Светлая полярная ночь застала пастухов по ту сторону водораздела, в вершине крутого распадка. Наскоро вскипятив чай, поужинав, натянув ситцевый полог-накомарник, подстелив под бока стланиковых веток, пастухи тотчас уснули. Ночь была тихая, но холодная. Утром, спустившись в долину, пастухи попали в старые гари и шли по ним весь день, и за все это время не услышал Николка ни птичьего свиста, ни звериного топа, не увидел ни одной зеленой веточки – лишь кое-где из-под пепла выбивалась бледная чахлая былинка, да всюду стелились пятнами бурые мхи. То и дело хрустел под ногами древесный уголь, запах золы раздражал ноздри. Мертвые серые лиственницы, черные пни, пепел, мхи – все одно и то же, все одно и то же. И над всем этим гнетущая кладбищенская тишина. И потому необыкновенно радостной, светлой и счастливой казалась людям в этом мертвом пространстве мысль о том, что слава богу, не вся земля такая, что все это непременно скоро кончится и встретится им на пути зеленый лес, дивно пахнущий смолой и грибами, наполненный птичьим гомоном и таинственными шорохами.
Через неделю, как и обещали, Долганов с Николкой вернулись на Маякан, где их с нетерпением ожидали товарищи и тяжелый, изнурительный труд – началась пора гнуса и летних кочевок.
Дни и ночи вокруг чума дымились костры, сложенные из трухлявых пней и валежника, возле костров-дымокуров спасались олени от гнуса, здесь пастухи клеймили телят, кастрировали мулханов и корбов, здесь же ловили ездовых и забивали чалымов на мясо – мясо хранили в наледях, если таковые оказывались рядом, а если их не было – коптили мясо в чуме над костром. Сливочное масло хранилось в муке: положенное в амбаре в мешок с мукой в марте месяце, извлеченное из него в разгар лета, оно оказывалось совершенно свежим и твердым, как только что взятое из холодильника.

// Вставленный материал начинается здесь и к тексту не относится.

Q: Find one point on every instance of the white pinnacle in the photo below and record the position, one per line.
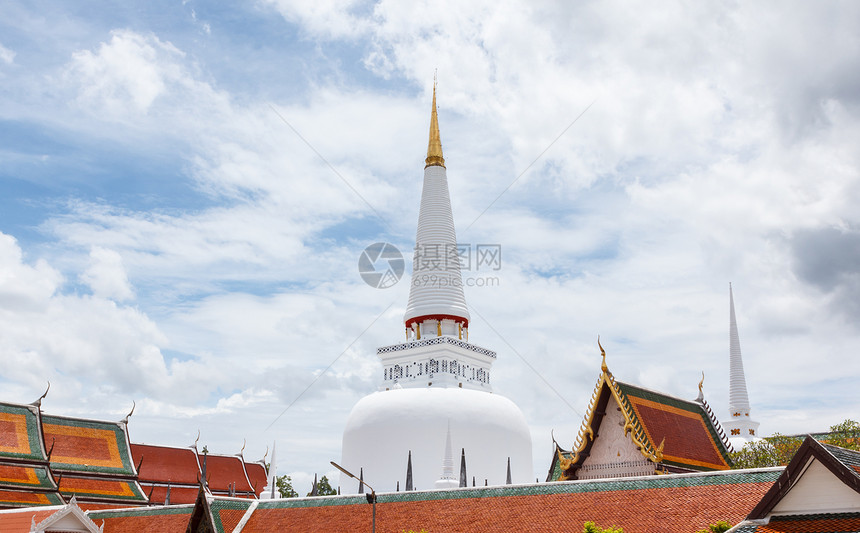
(437, 283)
(739, 401)
(741, 428)
(447, 481)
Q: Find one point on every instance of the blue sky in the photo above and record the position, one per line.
(185, 189)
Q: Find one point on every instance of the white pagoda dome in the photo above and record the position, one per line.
(435, 402)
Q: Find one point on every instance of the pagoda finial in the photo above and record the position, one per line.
(434, 147)
(701, 396)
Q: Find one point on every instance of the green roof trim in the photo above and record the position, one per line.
(143, 511)
(5, 501)
(216, 506)
(120, 437)
(43, 479)
(686, 405)
(136, 496)
(730, 477)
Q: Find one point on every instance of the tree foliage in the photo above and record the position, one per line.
(285, 487)
(779, 449)
(591, 527)
(720, 527)
(324, 488)
(772, 451)
(846, 434)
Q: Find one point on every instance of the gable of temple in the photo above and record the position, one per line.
(632, 431)
(25, 475)
(46, 460)
(92, 460)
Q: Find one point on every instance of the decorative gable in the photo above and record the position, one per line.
(631, 431)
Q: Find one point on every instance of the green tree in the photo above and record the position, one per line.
(846, 434)
(720, 527)
(590, 527)
(772, 451)
(285, 487)
(324, 488)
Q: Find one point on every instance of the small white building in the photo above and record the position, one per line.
(436, 386)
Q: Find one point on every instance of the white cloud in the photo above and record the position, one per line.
(106, 275)
(719, 144)
(6, 56)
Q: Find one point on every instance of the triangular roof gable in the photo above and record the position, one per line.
(69, 516)
(21, 428)
(843, 464)
(81, 445)
(653, 421)
(687, 436)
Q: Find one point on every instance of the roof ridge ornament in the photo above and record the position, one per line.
(701, 396)
(125, 420)
(38, 403)
(603, 366)
(434, 146)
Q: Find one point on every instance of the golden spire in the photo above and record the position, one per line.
(434, 147)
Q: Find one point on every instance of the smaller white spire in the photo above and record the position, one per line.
(271, 490)
(447, 479)
(740, 427)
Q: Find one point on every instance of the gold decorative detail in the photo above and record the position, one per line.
(632, 425)
(603, 366)
(434, 147)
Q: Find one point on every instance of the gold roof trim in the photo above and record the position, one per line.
(434, 147)
(631, 423)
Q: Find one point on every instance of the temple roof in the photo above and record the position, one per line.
(257, 476)
(150, 519)
(28, 498)
(20, 434)
(844, 473)
(224, 471)
(166, 464)
(638, 505)
(829, 522)
(668, 431)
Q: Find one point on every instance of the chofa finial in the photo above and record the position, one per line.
(38, 403)
(603, 366)
(133, 405)
(701, 396)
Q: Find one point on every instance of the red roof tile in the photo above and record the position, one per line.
(178, 495)
(224, 470)
(87, 445)
(812, 524)
(19, 520)
(681, 504)
(165, 464)
(26, 498)
(688, 440)
(100, 488)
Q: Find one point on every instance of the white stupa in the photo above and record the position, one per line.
(435, 400)
(740, 427)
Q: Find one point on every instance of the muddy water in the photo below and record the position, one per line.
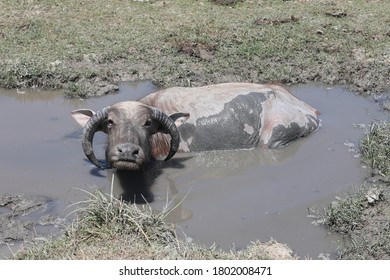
(226, 198)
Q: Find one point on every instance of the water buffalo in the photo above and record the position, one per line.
(215, 117)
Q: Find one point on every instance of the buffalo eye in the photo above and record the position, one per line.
(148, 123)
(110, 123)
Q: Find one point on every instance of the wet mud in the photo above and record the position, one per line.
(224, 197)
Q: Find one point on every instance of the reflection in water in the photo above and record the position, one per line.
(222, 197)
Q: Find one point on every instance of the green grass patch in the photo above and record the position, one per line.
(49, 43)
(375, 147)
(363, 216)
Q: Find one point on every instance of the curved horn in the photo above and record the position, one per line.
(168, 125)
(88, 133)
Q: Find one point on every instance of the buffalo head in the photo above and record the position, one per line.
(130, 126)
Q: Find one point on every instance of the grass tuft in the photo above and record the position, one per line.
(375, 148)
(108, 228)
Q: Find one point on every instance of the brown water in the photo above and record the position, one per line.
(227, 197)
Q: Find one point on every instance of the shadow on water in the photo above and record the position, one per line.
(222, 197)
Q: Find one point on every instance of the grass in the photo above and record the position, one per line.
(375, 147)
(363, 216)
(108, 228)
(73, 45)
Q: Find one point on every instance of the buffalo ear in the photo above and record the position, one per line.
(180, 118)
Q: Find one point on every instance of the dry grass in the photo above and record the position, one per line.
(108, 228)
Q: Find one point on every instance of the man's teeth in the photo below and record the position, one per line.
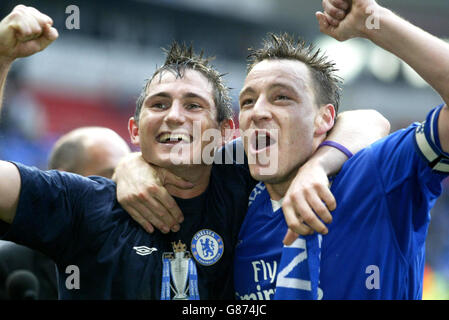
(174, 137)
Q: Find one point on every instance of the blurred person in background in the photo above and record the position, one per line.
(385, 238)
(87, 151)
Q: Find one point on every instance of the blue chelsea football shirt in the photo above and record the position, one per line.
(376, 241)
(78, 223)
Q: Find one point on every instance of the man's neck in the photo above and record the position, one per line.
(198, 175)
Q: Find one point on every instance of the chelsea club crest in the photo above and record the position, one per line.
(207, 247)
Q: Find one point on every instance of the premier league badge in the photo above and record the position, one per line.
(207, 247)
(180, 268)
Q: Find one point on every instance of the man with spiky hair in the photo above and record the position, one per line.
(78, 222)
(375, 245)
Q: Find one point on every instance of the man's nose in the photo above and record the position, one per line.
(175, 114)
(261, 110)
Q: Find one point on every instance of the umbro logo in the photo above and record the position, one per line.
(144, 250)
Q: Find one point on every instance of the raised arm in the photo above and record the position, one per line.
(425, 53)
(23, 32)
(308, 198)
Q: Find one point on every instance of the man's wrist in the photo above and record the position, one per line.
(376, 16)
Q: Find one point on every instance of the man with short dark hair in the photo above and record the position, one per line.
(85, 151)
(375, 245)
(78, 222)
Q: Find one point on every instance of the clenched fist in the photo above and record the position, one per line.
(346, 19)
(25, 31)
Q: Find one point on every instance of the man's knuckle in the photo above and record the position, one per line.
(308, 218)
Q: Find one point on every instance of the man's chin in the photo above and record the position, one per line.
(265, 174)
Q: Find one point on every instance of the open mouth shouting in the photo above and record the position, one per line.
(261, 141)
(172, 138)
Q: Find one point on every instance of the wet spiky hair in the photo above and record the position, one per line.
(285, 46)
(180, 57)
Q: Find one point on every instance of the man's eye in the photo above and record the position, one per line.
(247, 102)
(193, 106)
(160, 106)
(282, 97)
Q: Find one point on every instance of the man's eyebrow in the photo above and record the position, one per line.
(159, 94)
(283, 85)
(194, 95)
(246, 90)
(188, 95)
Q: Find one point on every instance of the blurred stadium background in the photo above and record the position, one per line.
(92, 76)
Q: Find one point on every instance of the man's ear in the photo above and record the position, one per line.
(325, 119)
(227, 128)
(133, 129)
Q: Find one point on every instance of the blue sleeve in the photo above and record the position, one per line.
(411, 167)
(56, 212)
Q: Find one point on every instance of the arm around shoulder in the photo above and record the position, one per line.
(9, 191)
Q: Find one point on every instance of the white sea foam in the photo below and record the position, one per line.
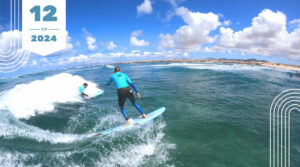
(109, 66)
(40, 96)
(10, 127)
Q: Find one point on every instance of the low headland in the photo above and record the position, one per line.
(230, 61)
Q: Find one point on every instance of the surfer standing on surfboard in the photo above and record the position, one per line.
(122, 82)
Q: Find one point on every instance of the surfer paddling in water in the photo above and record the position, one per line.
(81, 90)
(122, 82)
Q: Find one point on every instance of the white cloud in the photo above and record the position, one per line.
(78, 58)
(90, 40)
(77, 44)
(267, 36)
(144, 8)
(227, 23)
(44, 60)
(134, 41)
(191, 36)
(111, 46)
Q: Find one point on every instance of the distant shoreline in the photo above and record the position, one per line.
(232, 61)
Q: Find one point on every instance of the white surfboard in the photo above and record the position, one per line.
(135, 122)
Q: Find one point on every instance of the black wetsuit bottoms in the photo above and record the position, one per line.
(123, 94)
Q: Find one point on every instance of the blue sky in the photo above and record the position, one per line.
(106, 31)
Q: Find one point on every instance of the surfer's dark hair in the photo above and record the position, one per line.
(117, 69)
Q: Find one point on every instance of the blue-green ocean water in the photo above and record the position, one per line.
(217, 116)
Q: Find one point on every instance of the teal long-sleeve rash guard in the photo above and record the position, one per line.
(121, 80)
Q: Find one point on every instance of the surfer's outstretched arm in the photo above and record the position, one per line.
(131, 84)
(109, 81)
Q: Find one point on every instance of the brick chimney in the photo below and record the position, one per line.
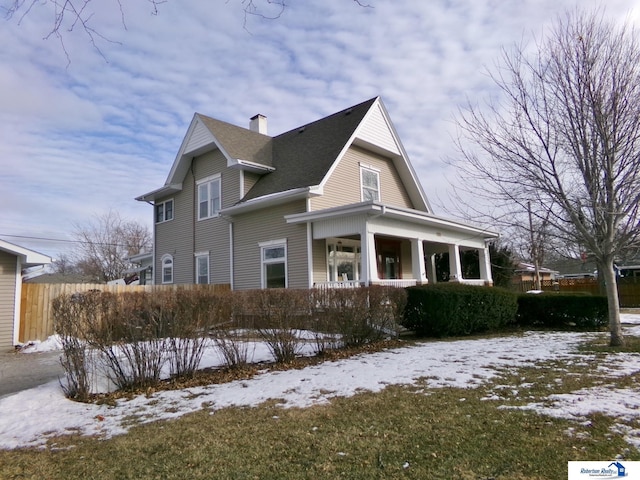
(258, 124)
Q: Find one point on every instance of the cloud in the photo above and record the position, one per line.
(83, 137)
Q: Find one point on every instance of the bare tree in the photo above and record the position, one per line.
(565, 137)
(64, 265)
(70, 15)
(105, 244)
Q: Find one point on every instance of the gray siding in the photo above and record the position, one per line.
(343, 187)
(8, 264)
(250, 180)
(185, 235)
(251, 229)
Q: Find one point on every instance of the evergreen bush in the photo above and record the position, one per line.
(453, 309)
(561, 311)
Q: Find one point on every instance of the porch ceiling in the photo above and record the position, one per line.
(374, 217)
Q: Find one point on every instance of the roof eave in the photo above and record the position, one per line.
(272, 199)
(376, 208)
(28, 258)
(161, 192)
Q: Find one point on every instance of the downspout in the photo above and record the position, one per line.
(17, 301)
(154, 268)
(309, 247)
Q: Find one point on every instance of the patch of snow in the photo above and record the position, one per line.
(51, 344)
(31, 417)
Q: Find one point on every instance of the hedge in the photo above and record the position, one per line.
(453, 309)
(559, 311)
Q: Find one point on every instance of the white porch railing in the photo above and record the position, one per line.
(401, 283)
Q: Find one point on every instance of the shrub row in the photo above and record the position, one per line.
(449, 309)
(453, 309)
(555, 310)
(133, 336)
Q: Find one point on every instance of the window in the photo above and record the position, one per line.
(167, 269)
(370, 180)
(202, 268)
(343, 260)
(208, 197)
(274, 264)
(164, 211)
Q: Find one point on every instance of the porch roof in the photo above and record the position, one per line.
(377, 209)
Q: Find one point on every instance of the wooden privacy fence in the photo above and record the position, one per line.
(36, 321)
(628, 288)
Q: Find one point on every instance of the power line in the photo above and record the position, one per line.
(48, 239)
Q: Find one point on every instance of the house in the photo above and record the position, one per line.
(13, 259)
(335, 202)
(526, 272)
(142, 271)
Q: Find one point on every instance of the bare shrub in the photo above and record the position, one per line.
(187, 315)
(362, 315)
(131, 340)
(281, 313)
(71, 315)
(231, 332)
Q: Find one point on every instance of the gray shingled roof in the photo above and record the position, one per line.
(240, 143)
(303, 156)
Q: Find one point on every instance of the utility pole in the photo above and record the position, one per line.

А лето выдалось на редкость знойным: все мелкие ключи в распадках начисто пересохли, преждевременно пожелтели травы, ягель под ногой хрустел и рассыпался в мелкий желтоватый порошок. Иногда высоко-высоко над изнывающей тайгой медленно проплывали легковесные белые тучки – подразнят, обнадежат, и вот уж вновь над головой бездонное пустое небо.
В полдень, в разгар жары, даже птицы замолкают, жмутся поближе к мочажинкам, к родникам, прячутся в спасительную тень листвы. Комары и те куда-то исчезают, и только оводы вьются и звенят пестрым жгучим облаком над всем, что ходит и ползает. В такое время пастухи, оставив работу в стаде, уходили в чум обедать, час-два отдыхали. После обеда Николка с Афоней, раздевшись донага, отчаянно отмахиваясь от оводов, торопливо ополаскивались студеной ключевой водой.
Такое купанье освежало тело и снимало усталость. Николка пытался привлечь к этому и остальных пастухов, но тщетно: пастухи холодной воды боялись и восторга молодых не разделяли. «Купайтесь, купайтесь – чахоткой заболеете, тогда узнаете», – говорили они.
Николка почти совсем перестал читать книги, времени едва хватало на дневник, но по-прежнему после сна он упражнялся с тяжелыми камнями, отжимался от земли на руках, а иногда уговаривал Афоню на борьбу. Афоня был парнем не из слабого десятка, но Николка легко клал его на лопатки, это, должно быть унижало Афоню, и он соглашался бороться с Николкой все с большей неохотой. Вскоре Николка стал прибегать к хитрости, он поддавался Афоне, это возымело действие – Афоня стал бороться охотней.
Сын оленевода, Афоня довольно быстро осваивал профессию. Добродушный, исполнительный, улыбчивый, он сразу пришелся по душе всем пастухам. Было видно, что ему нравится кочевая жизнь, нравится тайга и все, что связано с нею. Едва стоя на ногах от усталости, облепленный комарами, которые метелью опускались на тайгу после заката солнца, отмахиваясь от наседавшего гнуса, он обычно говорил беззлобно: «Ну вот, пристали, черт вас подери – дохнуть не дают».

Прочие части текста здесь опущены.